Kimberley Touring Western Australia
I have just returned from a trip to the Kimberley region of Western Australia in my diesel Grenadier Trialmaster, towing a 16ft hybrid pop-top off road caravan (tare weight 2000kg, loaded weight about 2400kg, tow ball weight approx 230kg).
Covered 8500km in 31 days: Perth to Kununurra (for the Ord River Muster) via Meekatharra, Newman, Port Hedland, 80 Mile Beach, Fitzroy Crossing and Halls Creek. A few days at Lake Argyle then back to El Questro Station (off the Gibb River Road) to Mt Hart Station via Halls Creek and Fitzroy Crossing (Gibb River Rd direct to Mt Hart from the north east was closed due to high water at the Pentecost River crossing), Derby, Dampier Peninsula/Cape Leveque (for 3 days), back to the Great Northern Highway (via Marble Bar) and home to Perth.
I was very nervous before I set out: no Ineos service centres in WA other than Perth and no spares north of Perth.
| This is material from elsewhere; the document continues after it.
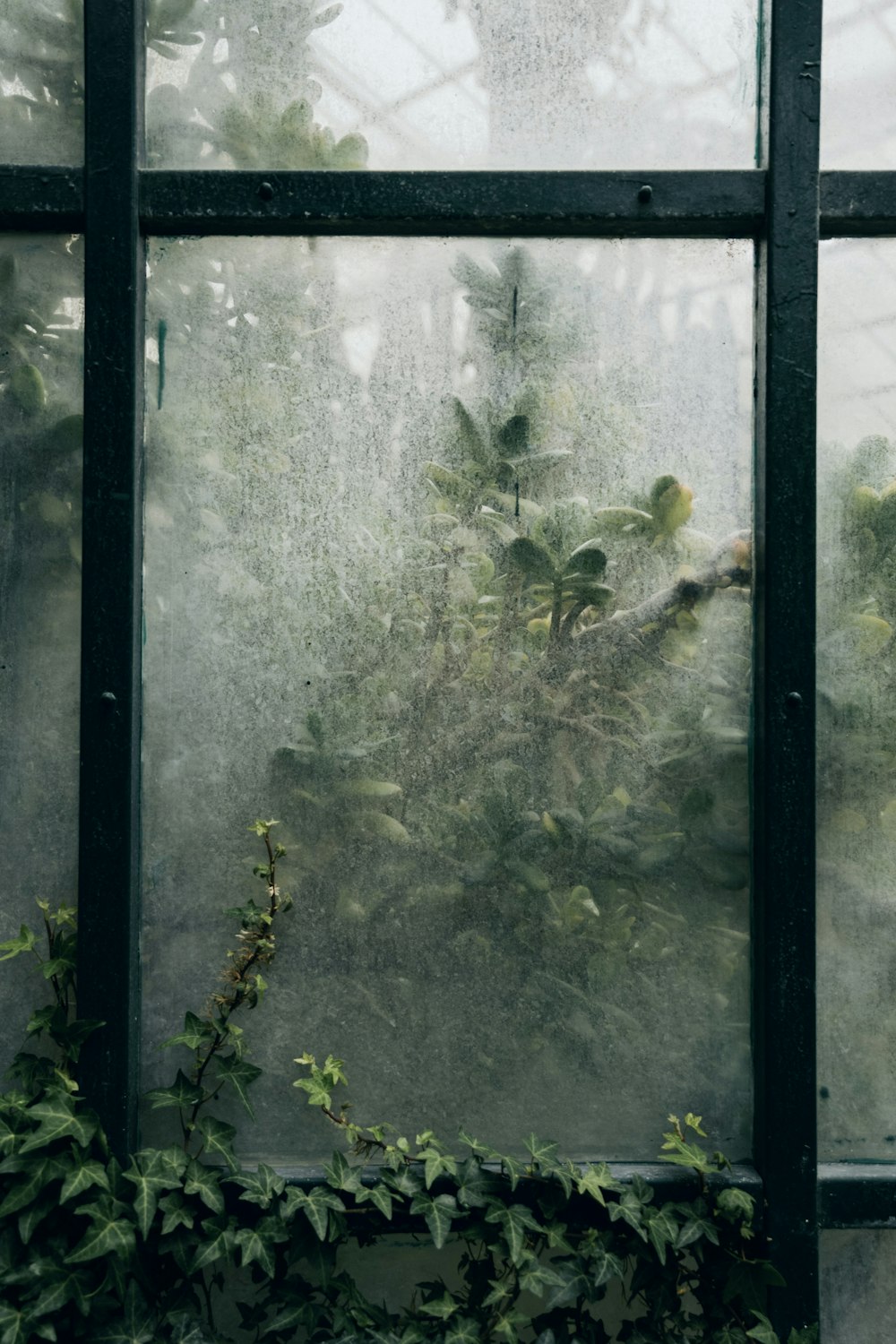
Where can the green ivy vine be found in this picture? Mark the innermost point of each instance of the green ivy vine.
(185, 1245)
The Grenadier never missed a beat, fantastic to drive over long distances (even when towing), 6 – 8 hours at the wheel most days, comfortable Recaro seats. Brilliant performance on the roads, both corrugated dirt and bitumen, plenty of power for overtaking 60 meter road trains (even uphill) and reasonable fuel consumption (overall average for the 8500km was 15.3 L/100km and about 80% of the total distance was towing). The right hand drive, left foot hump is a total non-issue for me…… don’t even notice it.
14.5 to 16.0 L/100km towing with a tailwind and 16.0 to 17.8 into a headwind or in hilly terrain (according to the average fuel consumption on the info system). The vehicle with caravan sits happily in 8th gear at 1600rpm, handles gentle uphill slopes without a downshift and only drops into 7th (or occasionally 6th gear) on the steeper hills. I usually sat on 90 - 95km/hr into the wind and 95 – 100km/hr downwind. Fuel consumption rises rapidly above 100km/hr when towing, especially into the wind.
This is the best and most capable long distance touring vehicle I have ever driven. It handled beach sand, rough corrugated dirt roads, flooded creek crossings, rough rocky terrain and slippery muddy tracks with ease (while towing). I engaged low gear and the central locker (plus wading mode) fairly often, but never looked like needing the rear or front axle lockers.
My caravan is two wheel with independent trailing arm suspension,12 inch electric drum brakes and 265/75/R16 mud terrain tyres on alloy rims (I carry two spares). A Redarc Tow-Pro Elite electronic brake controller is fitted to the Trialmaster.